J’ai dû avoir l’air complètement prise au dépourvu, car mon petit ami m’a aussitôt serré la main pour me rassurer. Sa mère nous a conduits à nos places, impatiente de commencer le dîner, tandis qu’une douce musique jouait en fond sonore.

Au fil de la soirée, la conversation s’est transformée en une série d’anecdotes révélant un côté amusant, quoique légèrement chaotique, de son enfance. J’ai appris, par exemple, qu’il avait un jour tenté de cuire des pâtes sans eau, déclenchant l’alarme incendie, semant la panique dans la maison et allant même jusqu’à convaincre les voisins qu’il y avait le feu.

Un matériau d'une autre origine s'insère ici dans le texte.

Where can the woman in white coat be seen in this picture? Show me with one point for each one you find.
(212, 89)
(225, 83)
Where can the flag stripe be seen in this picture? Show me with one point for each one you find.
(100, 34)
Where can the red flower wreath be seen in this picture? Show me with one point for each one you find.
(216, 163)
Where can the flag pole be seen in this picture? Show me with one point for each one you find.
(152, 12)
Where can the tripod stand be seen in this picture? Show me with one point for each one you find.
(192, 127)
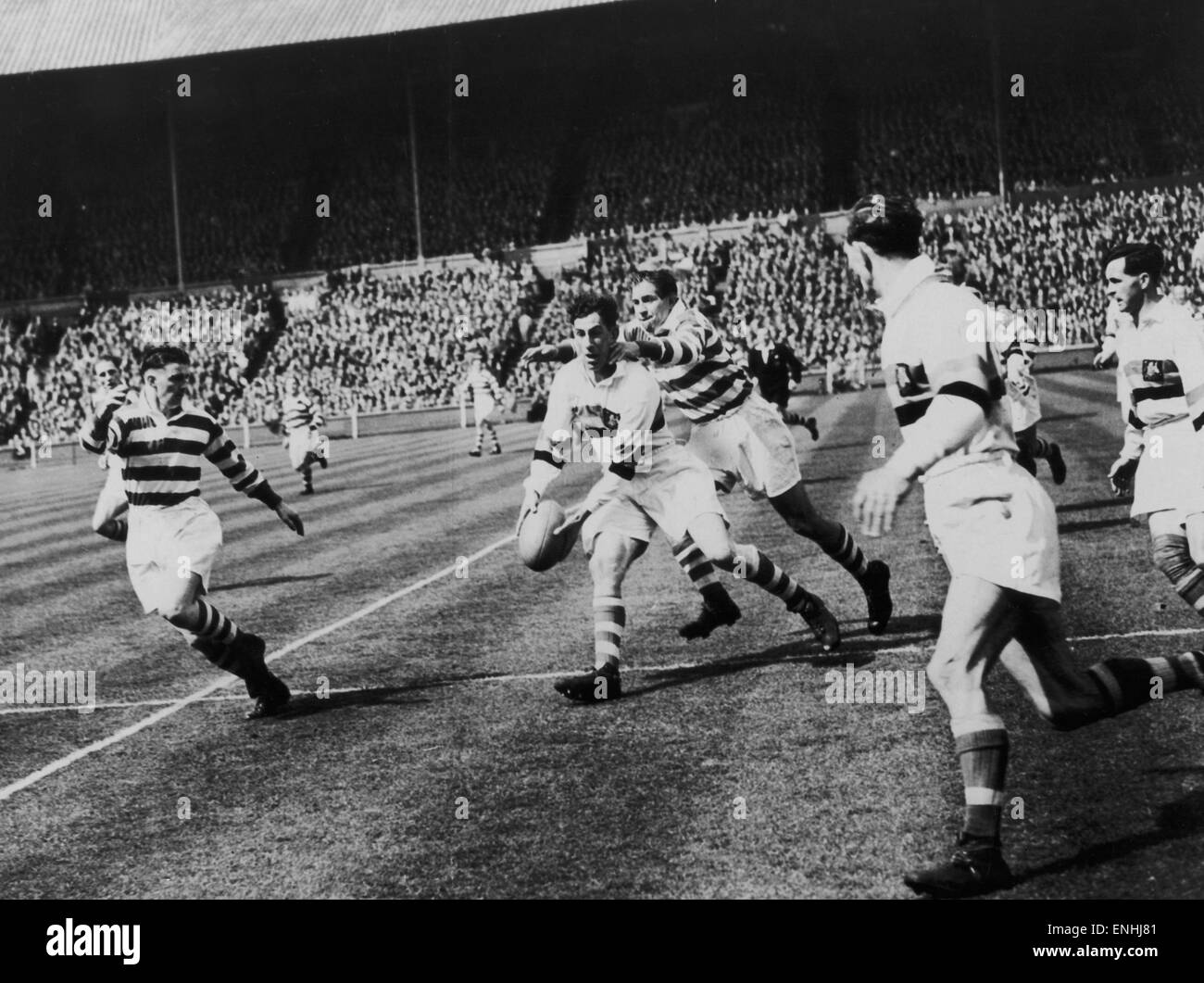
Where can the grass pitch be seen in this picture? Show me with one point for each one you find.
(426, 755)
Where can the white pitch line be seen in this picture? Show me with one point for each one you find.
(909, 649)
(7, 791)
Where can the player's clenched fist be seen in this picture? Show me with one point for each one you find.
(877, 498)
(573, 517)
(530, 500)
(1121, 476)
(290, 518)
(1016, 375)
(540, 353)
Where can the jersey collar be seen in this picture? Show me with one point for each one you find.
(679, 313)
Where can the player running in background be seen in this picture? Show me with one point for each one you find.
(108, 517)
(302, 422)
(773, 365)
(1008, 336)
(485, 397)
(737, 434)
(1160, 354)
(651, 481)
(173, 535)
(996, 529)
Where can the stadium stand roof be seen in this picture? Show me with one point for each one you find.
(47, 35)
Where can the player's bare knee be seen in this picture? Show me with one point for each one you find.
(1066, 717)
(607, 569)
(725, 554)
(1171, 556)
(176, 610)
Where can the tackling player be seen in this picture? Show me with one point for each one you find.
(173, 535)
(485, 397)
(302, 422)
(1007, 332)
(651, 481)
(996, 529)
(737, 434)
(1160, 363)
(108, 517)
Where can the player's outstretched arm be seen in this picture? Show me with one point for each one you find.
(561, 351)
(548, 458)
(290, 518)
(96, 435)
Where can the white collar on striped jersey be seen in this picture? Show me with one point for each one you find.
(911, 276)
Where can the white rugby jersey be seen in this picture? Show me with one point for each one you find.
(927, 349)
(300, 413)
(161, 457)
(696, 369)
(1162, 366)
(622, 413)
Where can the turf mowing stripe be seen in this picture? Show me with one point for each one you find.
(7, 791)
(517, 677)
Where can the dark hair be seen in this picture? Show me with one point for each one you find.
(1139, 258)
(887, 224)
(662, 280)
(161, 356)
(588, 303)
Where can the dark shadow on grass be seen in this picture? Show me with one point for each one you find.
(1176, 821)
(790, 652)
(266, 582)
(1092, 505)
(1066, 528)
(1058, 417)
(820, 446)
(307, 703)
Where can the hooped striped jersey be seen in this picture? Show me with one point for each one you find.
(161, 457)
(621, 420)
(128, 396)
(301, 413)
(696, 369)
(483, 384)
(1162, 366)
(928, 348)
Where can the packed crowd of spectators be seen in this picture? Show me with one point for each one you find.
(934, 135)
(395, 344)
(248, 185)
(401, 342)
(721, 160)
(46, 368)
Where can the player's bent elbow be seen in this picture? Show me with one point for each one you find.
(175, 609)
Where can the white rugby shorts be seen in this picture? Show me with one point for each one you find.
(483, 409)
(1026, 409)
(1171, 473)
(164, 542)
(112, 500)
(674, 492)
(750, 447)
(301, 442)
(994, 521)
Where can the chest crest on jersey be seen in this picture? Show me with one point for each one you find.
(595, 416)
(1156, 370)
(910, 380)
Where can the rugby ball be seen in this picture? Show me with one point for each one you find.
(540, 546)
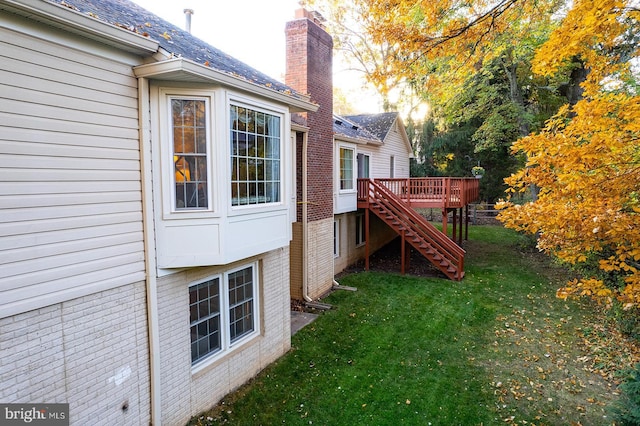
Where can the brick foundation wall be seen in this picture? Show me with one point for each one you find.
(91, 352)
(320, 260)
(380, 234)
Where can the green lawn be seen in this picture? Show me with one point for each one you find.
(496, 348)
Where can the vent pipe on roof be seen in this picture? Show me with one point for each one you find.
(188, 13)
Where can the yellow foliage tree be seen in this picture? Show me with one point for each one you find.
(586, 162)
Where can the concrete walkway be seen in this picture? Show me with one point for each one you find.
(300, 319)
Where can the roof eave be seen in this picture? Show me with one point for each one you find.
(184, 70)
(78, 23)
(359, 141)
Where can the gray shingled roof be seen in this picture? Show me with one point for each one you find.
(128, 15)
(345, 127)
(378, 124)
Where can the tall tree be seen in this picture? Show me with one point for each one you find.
(586, 161)
(347, 22)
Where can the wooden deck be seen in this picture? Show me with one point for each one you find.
(451, 194)
(445, 192)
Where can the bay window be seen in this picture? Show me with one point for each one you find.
(190, 162)
(255, 156)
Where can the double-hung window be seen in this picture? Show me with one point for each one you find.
(256, 145)
(346, 168)
(363, 166)
(223, 310)
(190, 154)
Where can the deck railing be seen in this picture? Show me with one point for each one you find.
(445, 192)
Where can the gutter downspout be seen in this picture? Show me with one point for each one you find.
(305, 221)
(149, 249)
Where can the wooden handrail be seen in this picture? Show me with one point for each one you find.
(440, 242)
(446, 192)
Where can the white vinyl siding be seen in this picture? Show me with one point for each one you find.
(393, 146)
(70, 180)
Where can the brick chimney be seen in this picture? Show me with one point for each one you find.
(309, 70)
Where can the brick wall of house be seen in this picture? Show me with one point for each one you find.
(185, 394)
(91, 352)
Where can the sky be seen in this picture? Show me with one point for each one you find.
(253, 32)
(249, 30)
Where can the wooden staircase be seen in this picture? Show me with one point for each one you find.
(414, 229)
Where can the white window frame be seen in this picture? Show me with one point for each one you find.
(392, 166)
(237, 102)
(168, 183)
(226, 345)
(353, 168)
(359, 166)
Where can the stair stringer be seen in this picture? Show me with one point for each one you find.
(435, 246)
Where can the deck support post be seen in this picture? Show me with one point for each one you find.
(454, 225)
(403, 245)
(466, 223)
(460, 231)
(366, 239)
(445, 229)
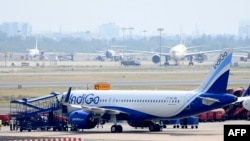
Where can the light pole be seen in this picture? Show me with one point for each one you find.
(131, 28)
(160, 30)
(123, 31)
(144, 32)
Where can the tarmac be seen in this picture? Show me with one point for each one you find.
(206, 131)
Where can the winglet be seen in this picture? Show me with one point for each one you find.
(217, 79)
(66, 99)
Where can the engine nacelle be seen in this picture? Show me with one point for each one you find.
(82, 120)
(200, 58)
(156, 58)
(246, 104)
(139, 123)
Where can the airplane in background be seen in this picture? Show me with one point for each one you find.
(115, 53)
(178, 53)
(145, 108)
(34, 52)
(111, 54)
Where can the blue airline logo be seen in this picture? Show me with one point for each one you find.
(220, 59)
(84, 99)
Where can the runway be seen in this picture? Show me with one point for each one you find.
(209, 131)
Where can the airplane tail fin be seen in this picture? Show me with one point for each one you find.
(36, 44)
(246, 92)
(217, 78)
(65, 100)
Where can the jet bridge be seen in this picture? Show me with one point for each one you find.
(28, 114)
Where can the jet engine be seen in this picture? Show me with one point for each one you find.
(109, 53)
(82, 120)
(140, 123)
(156, 58)
(246, 104)
(200, 58)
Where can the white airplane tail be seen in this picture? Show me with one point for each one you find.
(217, 79)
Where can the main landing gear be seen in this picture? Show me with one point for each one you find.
(154, 128)
(116, 129)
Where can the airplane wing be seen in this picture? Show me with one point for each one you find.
(208, 101)
(149, 52)
(97, 110)
(201, 52)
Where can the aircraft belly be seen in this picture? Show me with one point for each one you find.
(163, 110)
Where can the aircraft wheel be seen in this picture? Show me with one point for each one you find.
(116, 129)
(119, 128)
(154, 127)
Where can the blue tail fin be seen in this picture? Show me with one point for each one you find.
(246, 92)
(66, 99)
(217, 78)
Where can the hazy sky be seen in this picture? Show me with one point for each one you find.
(209, 16)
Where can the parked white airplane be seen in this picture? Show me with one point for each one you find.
(146, 108)
(177, 53)
(34, 52)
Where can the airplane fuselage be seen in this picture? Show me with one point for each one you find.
(143, 104)
(34, 52)
(178, 52)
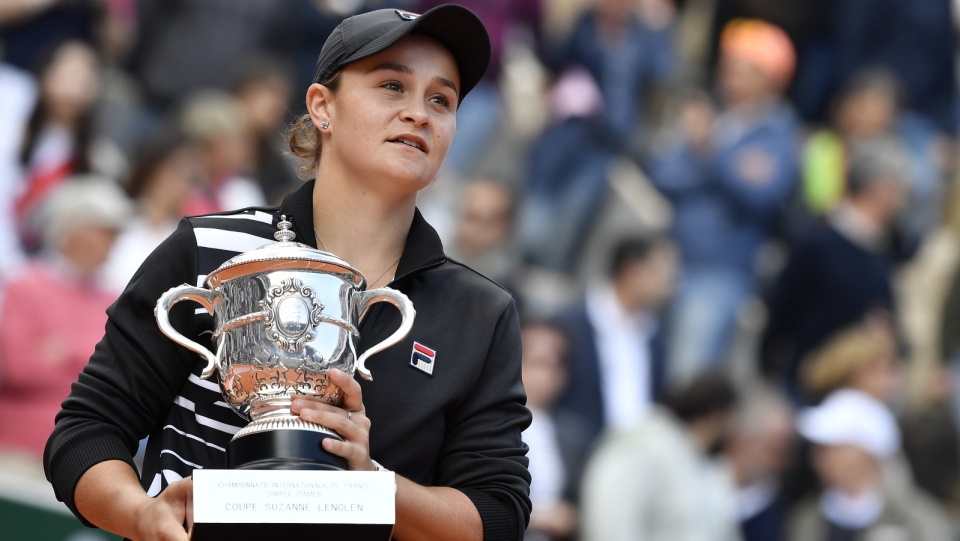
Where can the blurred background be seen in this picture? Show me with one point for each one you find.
(732, 228)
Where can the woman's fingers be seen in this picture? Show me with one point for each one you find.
(352, 395)
(349, 421)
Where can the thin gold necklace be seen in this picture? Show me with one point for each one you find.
(371, 284)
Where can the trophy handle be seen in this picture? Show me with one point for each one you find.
(205, 298)
(407, 313)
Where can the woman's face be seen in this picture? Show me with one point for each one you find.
(70, 83)
(394, 116)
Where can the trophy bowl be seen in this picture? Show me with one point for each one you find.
(284, 314)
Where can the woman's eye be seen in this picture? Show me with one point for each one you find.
(441, 100)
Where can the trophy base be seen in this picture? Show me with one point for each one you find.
(282, 450)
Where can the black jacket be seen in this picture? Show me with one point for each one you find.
(459, 427)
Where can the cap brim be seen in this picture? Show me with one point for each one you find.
(455, 27)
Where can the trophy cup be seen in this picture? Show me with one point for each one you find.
(284, 314)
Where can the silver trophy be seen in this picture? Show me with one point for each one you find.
(284, 314)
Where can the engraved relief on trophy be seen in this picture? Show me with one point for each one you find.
(292, 313)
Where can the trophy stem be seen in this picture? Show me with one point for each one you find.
(283, 443)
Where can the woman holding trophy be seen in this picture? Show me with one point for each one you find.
(446, 408)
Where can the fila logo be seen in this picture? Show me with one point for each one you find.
(422, 358)
(406, 15)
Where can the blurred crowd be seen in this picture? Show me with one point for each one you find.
(732, 228)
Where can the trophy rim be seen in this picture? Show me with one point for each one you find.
(290, 256)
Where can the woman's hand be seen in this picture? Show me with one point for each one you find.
(169, 516)
(350, 421)
(109, 495)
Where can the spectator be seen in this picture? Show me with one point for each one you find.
(863, 358)
(17, 96)
(839, 272)
(60, 140)
(604, 71)
(854, 434)
(166, 171)
(217, 122)
(53, 311)
(729, 181)
(758, 453)
(29, 30)
(556, 437)
(484, 234)
(658, 480)
(479, 118)
(895, 34)
(263, 86)
(617, 365)
(871, 106)
(180, 51)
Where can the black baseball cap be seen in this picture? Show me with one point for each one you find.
(455, 27)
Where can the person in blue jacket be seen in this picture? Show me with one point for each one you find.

Entre deux bouchées de pain chaud fait maison et de légumes parfaitement cuits, je me sentais de plus en plus détendue, riant d’une façon inattendue. Son père adorait raconter des histoires animées, tandis que sa mère y ajoutait un humour plus doux et spirituel qui équilibrait l’atmosphère. Leurs taquineries n’étaient pas destinées à embarrasser ; c’était simplement leur façon de témoigner leur affection.

Plus tard, sa jeune sœur est entrée avec un plateau de desserts, plaisantant qu’elle voulait impressionner « la fille qui avait enfin réussi à convaincre son frère de ranger sa chambre ».